BUG: nan segfault in KDTree, reject non-finite input #18230

tylerjereddy · 2023-04-01T21:03:17Z

Fixes BUG: cKDTree segmentation faults when NaN input and balanced_tree=False, compact_nodes=False #18223, though I'd prefer not do to this (see discussion below)
add regression test + fix for the above issue; in short, don't allow nan to be assigned as a maximum or minimum value array prior to tree construction logic when the array has size greater than 1
this is an improvement in the sense of segfault avoidance, though it doesn't necessarily guarantee that we get the correct tree/attributes when nan is present (indeed, the shim is pretty darn strange, see note in code...)
I'm a bit hesitant to add a bunch of nan support here generally though; for example, what does it even mean if a 3D coordinate has "x" as np.nan, but regular floats for "y" and "z?" I doubt we handle all of these kinds of scenarios "correctly," whatever correctly would even mean here
this really is a rabbit hole I think, there's a similar unresolved discussion for nan handling in the conceptually similar pdist/cdist usage here, unresolved after 9 years:
pdist/cdist with missing values #3870
I think I'm actually tempted to error out when nan is present, rather than maintaining a bunch of code that might otherwise have to temporarily mask out the nans and then recalculate indices before/after the C++ code or whatever, but this likely requires some discussion...

@sturlamolden @peterbell10 thoughts? I suspect you'll agree this is a rabbit hole, but curious if you'd think i.e., erroring out with np.nan present might be desirable long-term?

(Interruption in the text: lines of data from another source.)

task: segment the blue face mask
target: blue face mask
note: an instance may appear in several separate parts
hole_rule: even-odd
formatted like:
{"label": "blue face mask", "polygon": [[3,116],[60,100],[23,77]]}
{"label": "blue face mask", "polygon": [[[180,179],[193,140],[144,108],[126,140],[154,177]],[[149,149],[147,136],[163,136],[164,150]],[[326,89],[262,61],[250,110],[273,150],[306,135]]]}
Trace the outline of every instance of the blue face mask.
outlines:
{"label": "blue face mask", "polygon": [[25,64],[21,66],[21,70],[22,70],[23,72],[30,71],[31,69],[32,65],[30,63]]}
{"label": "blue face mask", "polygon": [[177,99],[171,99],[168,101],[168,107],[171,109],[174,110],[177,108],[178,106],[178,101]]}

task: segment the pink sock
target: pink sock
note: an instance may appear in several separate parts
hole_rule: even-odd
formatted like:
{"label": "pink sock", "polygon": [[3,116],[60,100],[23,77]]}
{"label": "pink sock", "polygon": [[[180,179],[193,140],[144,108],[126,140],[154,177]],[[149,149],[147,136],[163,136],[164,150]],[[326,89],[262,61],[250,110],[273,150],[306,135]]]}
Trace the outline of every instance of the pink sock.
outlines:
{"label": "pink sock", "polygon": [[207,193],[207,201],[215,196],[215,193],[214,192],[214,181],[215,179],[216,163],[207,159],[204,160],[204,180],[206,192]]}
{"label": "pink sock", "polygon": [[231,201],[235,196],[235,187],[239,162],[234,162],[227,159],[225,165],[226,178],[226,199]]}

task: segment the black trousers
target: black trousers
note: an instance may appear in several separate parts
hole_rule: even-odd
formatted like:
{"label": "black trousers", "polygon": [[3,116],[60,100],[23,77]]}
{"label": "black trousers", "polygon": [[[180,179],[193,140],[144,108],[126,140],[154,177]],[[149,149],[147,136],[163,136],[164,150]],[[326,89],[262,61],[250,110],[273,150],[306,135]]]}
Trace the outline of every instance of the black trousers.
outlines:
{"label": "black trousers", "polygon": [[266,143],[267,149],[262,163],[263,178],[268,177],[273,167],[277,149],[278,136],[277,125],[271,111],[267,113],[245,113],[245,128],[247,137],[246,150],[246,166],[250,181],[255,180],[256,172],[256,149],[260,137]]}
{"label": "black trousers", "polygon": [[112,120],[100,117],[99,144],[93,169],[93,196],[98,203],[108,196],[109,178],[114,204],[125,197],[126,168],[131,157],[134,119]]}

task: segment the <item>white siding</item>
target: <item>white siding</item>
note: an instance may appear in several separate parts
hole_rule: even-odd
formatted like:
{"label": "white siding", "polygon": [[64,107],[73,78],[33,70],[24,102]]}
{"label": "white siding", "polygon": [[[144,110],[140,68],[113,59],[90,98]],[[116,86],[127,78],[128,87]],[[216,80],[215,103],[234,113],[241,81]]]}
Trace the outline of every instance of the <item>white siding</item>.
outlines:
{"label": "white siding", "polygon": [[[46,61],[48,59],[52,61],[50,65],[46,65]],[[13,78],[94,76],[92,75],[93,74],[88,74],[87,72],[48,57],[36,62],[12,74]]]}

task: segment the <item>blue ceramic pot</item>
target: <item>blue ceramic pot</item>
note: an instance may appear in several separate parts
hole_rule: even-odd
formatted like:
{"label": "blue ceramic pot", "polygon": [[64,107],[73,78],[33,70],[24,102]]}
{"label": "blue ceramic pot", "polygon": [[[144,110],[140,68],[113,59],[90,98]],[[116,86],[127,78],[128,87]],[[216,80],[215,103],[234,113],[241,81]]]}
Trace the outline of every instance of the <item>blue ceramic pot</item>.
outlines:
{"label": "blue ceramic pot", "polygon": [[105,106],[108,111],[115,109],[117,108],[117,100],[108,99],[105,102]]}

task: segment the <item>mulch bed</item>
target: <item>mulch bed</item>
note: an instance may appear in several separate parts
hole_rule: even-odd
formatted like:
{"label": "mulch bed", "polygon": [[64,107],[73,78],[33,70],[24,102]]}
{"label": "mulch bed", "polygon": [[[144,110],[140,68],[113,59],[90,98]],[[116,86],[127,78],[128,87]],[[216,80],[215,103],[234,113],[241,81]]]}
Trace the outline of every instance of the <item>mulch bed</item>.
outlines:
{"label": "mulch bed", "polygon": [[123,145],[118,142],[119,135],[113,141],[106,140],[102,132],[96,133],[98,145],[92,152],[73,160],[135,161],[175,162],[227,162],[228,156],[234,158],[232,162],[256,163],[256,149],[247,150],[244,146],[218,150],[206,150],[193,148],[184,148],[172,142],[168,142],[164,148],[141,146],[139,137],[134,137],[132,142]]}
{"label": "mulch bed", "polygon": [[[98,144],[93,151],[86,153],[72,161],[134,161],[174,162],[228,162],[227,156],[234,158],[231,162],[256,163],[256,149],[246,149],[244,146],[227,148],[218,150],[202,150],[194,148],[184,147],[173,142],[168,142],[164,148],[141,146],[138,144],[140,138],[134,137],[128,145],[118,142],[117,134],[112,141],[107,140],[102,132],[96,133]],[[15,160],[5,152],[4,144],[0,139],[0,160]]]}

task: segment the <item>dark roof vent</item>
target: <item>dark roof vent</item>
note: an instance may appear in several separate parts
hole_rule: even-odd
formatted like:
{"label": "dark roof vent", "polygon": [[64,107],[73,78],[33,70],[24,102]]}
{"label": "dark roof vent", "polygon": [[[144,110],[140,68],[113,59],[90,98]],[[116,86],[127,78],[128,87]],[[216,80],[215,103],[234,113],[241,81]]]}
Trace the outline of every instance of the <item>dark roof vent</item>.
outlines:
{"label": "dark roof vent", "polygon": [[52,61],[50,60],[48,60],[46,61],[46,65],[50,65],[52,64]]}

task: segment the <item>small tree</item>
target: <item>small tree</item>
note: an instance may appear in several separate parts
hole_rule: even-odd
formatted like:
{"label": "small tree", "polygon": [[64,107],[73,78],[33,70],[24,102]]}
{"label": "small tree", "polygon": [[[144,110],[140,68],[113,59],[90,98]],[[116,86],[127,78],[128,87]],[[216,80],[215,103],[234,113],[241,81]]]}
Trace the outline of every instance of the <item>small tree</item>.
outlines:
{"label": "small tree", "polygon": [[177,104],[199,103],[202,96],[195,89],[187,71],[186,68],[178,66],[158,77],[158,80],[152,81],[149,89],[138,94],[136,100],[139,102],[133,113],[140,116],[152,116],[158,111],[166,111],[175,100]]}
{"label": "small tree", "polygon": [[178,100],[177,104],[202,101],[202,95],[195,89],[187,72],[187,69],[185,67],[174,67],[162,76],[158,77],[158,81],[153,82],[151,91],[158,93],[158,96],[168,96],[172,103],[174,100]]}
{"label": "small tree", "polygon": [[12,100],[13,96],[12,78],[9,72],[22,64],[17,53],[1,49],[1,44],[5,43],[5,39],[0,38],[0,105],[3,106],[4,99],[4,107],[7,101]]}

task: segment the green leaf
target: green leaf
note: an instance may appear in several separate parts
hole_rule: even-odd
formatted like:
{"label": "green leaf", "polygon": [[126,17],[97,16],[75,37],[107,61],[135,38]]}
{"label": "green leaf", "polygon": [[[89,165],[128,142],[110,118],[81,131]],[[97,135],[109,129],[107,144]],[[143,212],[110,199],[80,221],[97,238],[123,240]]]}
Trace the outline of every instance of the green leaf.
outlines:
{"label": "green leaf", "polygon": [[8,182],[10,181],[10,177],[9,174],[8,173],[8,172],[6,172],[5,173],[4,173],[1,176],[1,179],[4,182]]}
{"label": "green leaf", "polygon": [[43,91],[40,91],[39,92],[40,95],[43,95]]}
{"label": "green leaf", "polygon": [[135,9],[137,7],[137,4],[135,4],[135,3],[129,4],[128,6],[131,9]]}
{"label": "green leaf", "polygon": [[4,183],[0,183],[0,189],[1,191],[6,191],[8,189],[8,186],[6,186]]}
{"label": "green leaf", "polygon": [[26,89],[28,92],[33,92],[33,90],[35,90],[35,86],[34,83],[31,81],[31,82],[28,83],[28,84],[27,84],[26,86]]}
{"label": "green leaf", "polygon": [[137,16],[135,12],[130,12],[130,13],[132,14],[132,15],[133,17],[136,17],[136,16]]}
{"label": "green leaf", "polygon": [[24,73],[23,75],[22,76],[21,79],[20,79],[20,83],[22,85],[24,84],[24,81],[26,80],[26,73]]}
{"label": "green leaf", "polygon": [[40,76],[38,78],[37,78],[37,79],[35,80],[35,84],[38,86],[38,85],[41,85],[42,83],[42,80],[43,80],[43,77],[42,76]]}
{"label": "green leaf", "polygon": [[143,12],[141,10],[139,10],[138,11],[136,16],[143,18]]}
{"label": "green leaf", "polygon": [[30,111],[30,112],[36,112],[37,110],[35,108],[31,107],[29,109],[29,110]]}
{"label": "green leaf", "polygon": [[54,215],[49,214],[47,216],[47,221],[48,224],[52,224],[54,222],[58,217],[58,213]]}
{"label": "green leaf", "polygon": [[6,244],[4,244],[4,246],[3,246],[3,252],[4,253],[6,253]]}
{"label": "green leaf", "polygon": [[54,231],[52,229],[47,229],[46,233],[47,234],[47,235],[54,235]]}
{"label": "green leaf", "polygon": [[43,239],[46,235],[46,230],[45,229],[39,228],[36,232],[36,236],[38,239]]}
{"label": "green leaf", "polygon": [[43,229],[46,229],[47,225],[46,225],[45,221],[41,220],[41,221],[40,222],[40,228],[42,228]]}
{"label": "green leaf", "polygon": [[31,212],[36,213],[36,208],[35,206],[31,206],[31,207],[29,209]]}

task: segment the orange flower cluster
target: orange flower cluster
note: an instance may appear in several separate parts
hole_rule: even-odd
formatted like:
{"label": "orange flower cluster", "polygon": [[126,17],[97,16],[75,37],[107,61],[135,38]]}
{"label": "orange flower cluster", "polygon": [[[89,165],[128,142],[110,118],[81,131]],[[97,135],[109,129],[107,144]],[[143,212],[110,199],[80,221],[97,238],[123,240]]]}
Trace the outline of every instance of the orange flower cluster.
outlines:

tylerjereddy · 2023-04-01T21:05:50Z

Also, I know I talked about KDTree stuff with @thomasjpfan, I wonder if this np.nan handling has come up for scikit-learn, which also has KDTree?

WarrenWeckesser · 2023-04-01T21:26:01Z

I think I'm actually tempted to error out when nan is present,

This seems like the sanest approach, especially since the current behavior with nan input is undefined. If there is demand, an option to specify how to handle nan can be added in the future (along the lines of nan_policy in the stats functions).

sturlamolden · 2023-04-02T06:52:01Z

In my opionion…

A nan in kd-tree data or query data should probably generate an error.
An inf should have the meaning ”far away from anything” unless a rectangular box is used, which indicates toroid space (used in cosmology). In that case an inf would actually be a line, not a point. Until this is implemented and bullet proofed, we should just bail out with an error here as well.

sturlamolden · 2023-04-02T07:01:49Z

The reason why it becomes a line when space is toroid, is because to reach that point we have to circumnavigate the universe (along the dimension with an inf) an infinite number of times. So the point infinitely far away is actually any point on that circumnavigation line.

sturlamolden · 2023-04-02T07:18:49Z

But for now, just scan the data for non-finite values and raise ValueError accordingly.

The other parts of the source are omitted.